Carnegie Hall

Stern Auditorium Stage

How do you get to Carnegie Hall? 

Practice.
 
Carnegie Hall


     Designed by William Burnet Tuthill, and built by Andrew Carnegie in 1891, Carnegie Hall is considered one of the most prestigious venues in the world.  Famous for both classical, and popular music, it has artistic, programming, development, and marketing departments.  

     There are 250 performances each season, and is also rented out to performance groups.
There is no resident company, not since 1962, when the NY Philharmonic left to go to the Lincoln Center.

     The main auditorium (pictured at the top) seats 2,804 people. Zankel Hall seats 599, and Weill Recital Hall seats 268.
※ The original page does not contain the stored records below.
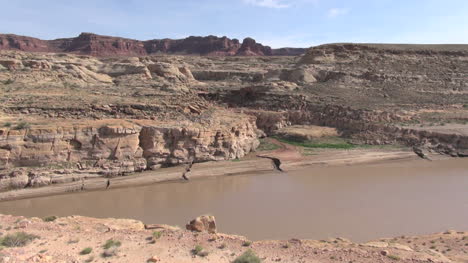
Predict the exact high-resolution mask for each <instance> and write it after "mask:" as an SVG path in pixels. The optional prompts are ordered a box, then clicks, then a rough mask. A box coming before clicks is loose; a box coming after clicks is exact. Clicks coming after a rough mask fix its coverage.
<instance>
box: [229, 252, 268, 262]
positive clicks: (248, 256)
mask: <svg viewBox="0 0 468 263" xmlns="http://www.w3.org/2000/svg"><path fill="white" fill-rule="evenodd" d="M260 262H262V261H261V260H260V258H259V257H258V256H257V255H255V253H254V252H253V251H252V250H251V249H249V250H247V251H245V252H244V254H242V255H240V256H238V257H237V258H236V259H235V260H234V261H233V263H260Z"/></svg>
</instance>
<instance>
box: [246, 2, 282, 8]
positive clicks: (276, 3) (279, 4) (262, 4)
mask: <svg viewBox="0 0 468 263" xmlns="http://www.w3.org/2000/svg"><path fill="white" fill-rule="evenodd" d="M243 1H244V2H245V3H247V4H251V5H255V6H261V7H268V8H288V7H290V4H288V3H285V2H284V1H282V0H243Z"/></svg>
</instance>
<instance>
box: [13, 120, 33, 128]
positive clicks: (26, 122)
mask: <svg viewBox="0 0 468 263" xmlns="http://www.w3.org/2000/svg"><path fill="white" fill-rule="evenodd" d="M29 128H31V124H29V123H28V122H25V121H22V122H20V123H18V124H16V126H15V127H14V128H13V129H15V130H25V129H29Z"/></svg>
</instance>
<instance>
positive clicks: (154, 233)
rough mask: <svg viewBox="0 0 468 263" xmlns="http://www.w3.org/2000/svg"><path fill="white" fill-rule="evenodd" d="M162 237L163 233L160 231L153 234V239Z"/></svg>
mask: <svg viewBox="0 0 468 263" xmlns="http://www.w3.org/2000/svg"><path fill="white" fill-rule="evenodd" d="M161 236H162V232H160V231H154V232H153V239H160V238H161Z"/></svg>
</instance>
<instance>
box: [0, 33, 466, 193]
mask: <svg viewBox="0 0 468 263" xmlns="http://www.w3.org/2000/svg"><path fill="white" fill-rule="evenodd" d="M200 41H201V40H200ZM85 42H86V41H85ZM77 43H78V42H77ZM246 43H247V44H245V45H242V46H243V47H239V50H240V49H241V50H242V52H245V55H249V54H250V53H258V52H261V53H262V54H264V55H268V54H271V52H273V53H274V51H272V50H271V49H268V48H266V49H265V48H264V47H262V46H261V45H258V44H257V43H255V41H254V40H252V39H248V40H247V41H246ZM181 45H182V44H181ZM30 46H34V48H37V49H40V48H41V46H40V45H39V44H38V43H36V44H35V45H32V44H31V45H30ZM77 46H80V45H78V44H77ZM127 46H128V45H127ZM130 46H131V45H130ZM130 46H129V47H130ZM228 46H229V45H228ZM84 49H86V48H84ZM228 49H229V48H228ZM86 50H87V49H86ZM125 52H126V51H125ZM236 52H237V51H236ZM467 52H468V49H467V48H466V47H465V46H400V45H397V46H394V45H362V44H331V45H324V46H319V47H314V48H311V49H310V50H309V51H308V53H307V54H306V55H304V56H302V57H290V56H284V57H275V56H240V57H233V56H223V57H220V56H212V57H210V56H202V57H200V56H174V55H171V56H167V55H151V56H138V57H116V58H109V57H94V56H83V55H74V54H62V53H60V54H51V53H28V52H18V51H1V52H0V94H1V97H0V101H1V104H0V109H1V112H0V113H1V114H0V123H1V125H0V164H1V167H0V168H2V169H3V170H1V171H0V173H1V174H2V179H1V180H3V183H2V184H3V186H2V187H3V189H4V190H7V189H11V188H22V187H25V186H35V185H41V184H48V183H50V182H52V181H53V179H52V177H51V176H50V175H48V172H50V171H53V170H54V167H57V166H59V167H60V168H61V169H62V170H59V173H63V169H64V168H65V167H72V168H73V169H72V171H67V172H66V174H67V175H64V176H62V175H60V176H59V177H60V178H62V179H63V178H64V177H66V178H68V179H67V180H69V179H70V178H82V177H86V176H87V177H95V176H115V175H122V174H127V173H130V172H134V171H141V170H145V169H156V168H158V167H161V166H170V165H176V164H183V163H189V162H191V161H194V162H204V161H209V160H221V159H223V160H224V159H233V158H238V157H241V156H244V155H245V154H246V153H248V152H249V151H252V150H253V149H255V147H256V144H257V143H258V142H257V136H262V135H272V134H275V131H276V130H278V129H280V128H282V127H287V126H289V125H318V126H328V127H333V128H336V129H337V131H338V135H339V136H343V137H346V138H347V139H351V140H352V141H353V142H355V143H366V144H377V145H381V144H394V143H400V144H404V145H407V146H409V147H416V148H417V149H415V151H417V152H421V151H426V150H430V151H435V152H438V153H443V154H448V155H451V156H460V157H462V156H467V154H468V152H467V150H468V133H463V132H461V133H460V132H458V131H459V130H461V131H463V130H464V128H463V127H465V126H466V123H467V122H468V111H467V109H468V106H467V105H466V102H467V101H468V90H467V88H468V87H467V83H468V76H466V74H465V72H468V63H467V61H468V59H467V58H468V55H467V54H468V53H467ZM450 123H458V124H459V125H460V126H461V127H458V128H457V132H450V130H447V129H445V132H439V130H441V129H440V127H443V126H445V127H450V125H451V124H450ZM415 125H417V126H418V127H417V128H415V127H414V126H415ZM464 125H465V126H464ZM257 128H259V129H260V130H261V131H259V132H258V131H257ZM466 130H467V131H468V129H466ZM23 168H25V169H26V171H22V172H18V169H23ZM39 168H40V169H39ZM42 173H44V175H40V174H42ZM80 173H81V174H85V176H77V175H76V174H80ZM37 174H39V176H37ZM54 174H57V173H55V172H54ZM36 177H37V178H42V177H44V178H46V179H45V180H44V182H43V181H42V179H37V180H35V178H36ZM47 177H49V179H47ZM13 178H20V179H19V181H20V183H16V182H15V180H16V179H13ZM62 179H60V180H62ZM72 180H75V179H72Z"/></svg>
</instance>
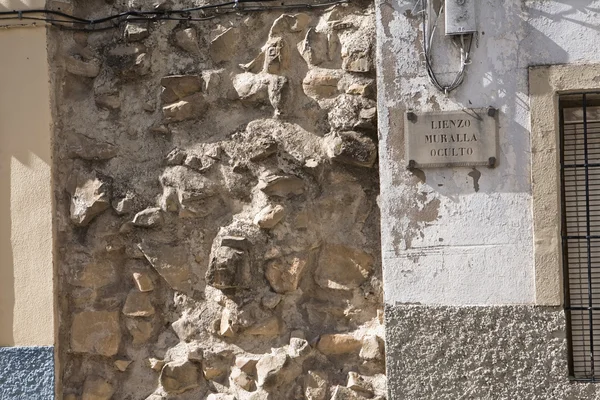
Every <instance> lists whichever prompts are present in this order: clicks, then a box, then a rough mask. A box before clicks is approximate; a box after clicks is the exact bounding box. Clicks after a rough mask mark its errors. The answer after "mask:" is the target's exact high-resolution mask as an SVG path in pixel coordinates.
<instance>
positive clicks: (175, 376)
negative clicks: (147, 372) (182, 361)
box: [159, 361, 199, 394]
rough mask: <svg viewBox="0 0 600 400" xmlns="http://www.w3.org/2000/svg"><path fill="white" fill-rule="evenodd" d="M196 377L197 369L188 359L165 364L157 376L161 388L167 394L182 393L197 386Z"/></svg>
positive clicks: (197, 381)
mask: <svg viewBox="0 0 600 400" xmlns="http://www.w3.org/2000/svg"><path fill="white" fill-rule="evenodd" d="M198 379H199V374H198V369H197V368H196V366H195V365H194V364H193V363H191V362H189V361H183V362H170V363H167V364H165V366H164V367H163V369H162V371H161V373H160V378H159V380H160V384H161V385H162V387H163V389H165V391H166V392H167V393H169V394H178V393H183V392H185V391H188V390H190V389H193V388H195V387H197V386H198V385H199V383H198Z"/></svg>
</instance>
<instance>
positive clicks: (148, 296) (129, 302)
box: [123, 289, 155, 317]
mask: <svg viewBox="0 0 600 400" xmlns="http://www.w3.org/2000/svg"><path fill="white" fill-rule="evenodd" d="M154 312H155V310H154V306H153V305H152V303H151V302H150V295H149V294H148V293H145V292H140V291H138V290H137V289H132V290H131V291H130V292H129V294H128V295H127V300H125V305H124V306H123V314H125V315H126V316H128V317H150V316H152V315H154Z"/></svg>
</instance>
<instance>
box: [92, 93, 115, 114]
mask: <svg viewBox="0 0 600 400" xmlns="http://www.w3.org/2000/svg"><path fill="white" fill-rule="evenodd" d="M94 100H95V101H96V105H97V106H98V107H99V108H104V109H107V110H118V109H119V108H121V98H120V96H119V94H118V93H103V94H97V95H96V96H94Z"/></svg>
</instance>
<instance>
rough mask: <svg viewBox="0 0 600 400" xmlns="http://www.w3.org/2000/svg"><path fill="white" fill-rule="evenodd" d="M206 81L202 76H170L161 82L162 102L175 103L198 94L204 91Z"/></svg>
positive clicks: (161, 96) (171, 75)
mask: <svg viewBox="0 0 600 400" xmlns="http://www.w3.org/2000/svg"><path fill="white" fill-rule="evenodd" d="M203 83H204V81H203V80H202V77H201V76H200V75H170V76H165V77H164V78H162V79H161V80H160V84H161V85H162V87H163V91H162V93H161V98H162V101H163V102H165V103H173V102H175V101H177V100H182V99H185V98H186V97H188V96H190V95H192V94H194V93H198V92H200V91H201V90H202V85H203Z"/></svg>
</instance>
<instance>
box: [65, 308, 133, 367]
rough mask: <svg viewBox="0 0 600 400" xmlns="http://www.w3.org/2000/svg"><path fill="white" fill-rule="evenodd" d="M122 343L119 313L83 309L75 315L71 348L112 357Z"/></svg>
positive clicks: (71, 328)
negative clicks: (83, 309)
mask: <svg viewBox="0 0 600 400" xmlns="http://www.w3.org/2000/svg"><path fill="white" fill-rule="evenodd" d="M120 343H121V332H120V328H119V313H118V312H110V311H83V312H80V313H77V314H75V315H74V316H73V324H72V327H71V350H72V351H74V352H76V353H90V354H98V355H102V356H106V357H111V356H113V355H115V354H117V351H118V350H119V345H120Z"/></svg>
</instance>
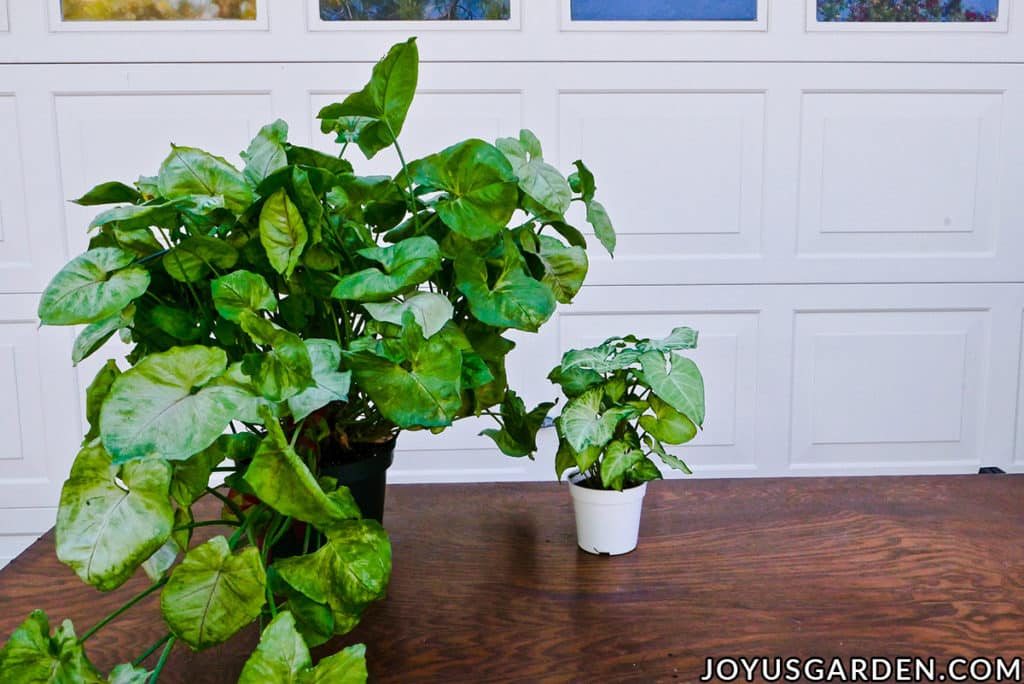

     Carnegie Hall is also home to the Rose Museum, which opened in 1991, and is dedicated to the history of Carnegie Hall. 2,500 feet of archives and more than a century of programs, which is amazing, since it became known in 1986 that Carnegie Hall never maintained an archive. Much of Carnegie Halls documented history had been dispersed, since there was no one place for it to go. The archive was established in 1986.

     The museum focuses on Carnegie Hall's uncertain future in the 1950's leading to a campaign preservation led by Issac Stern. New York City purchased Carnegie Hall for $5 million in 1960, and it has been declared a National Historic Landmark since 1962.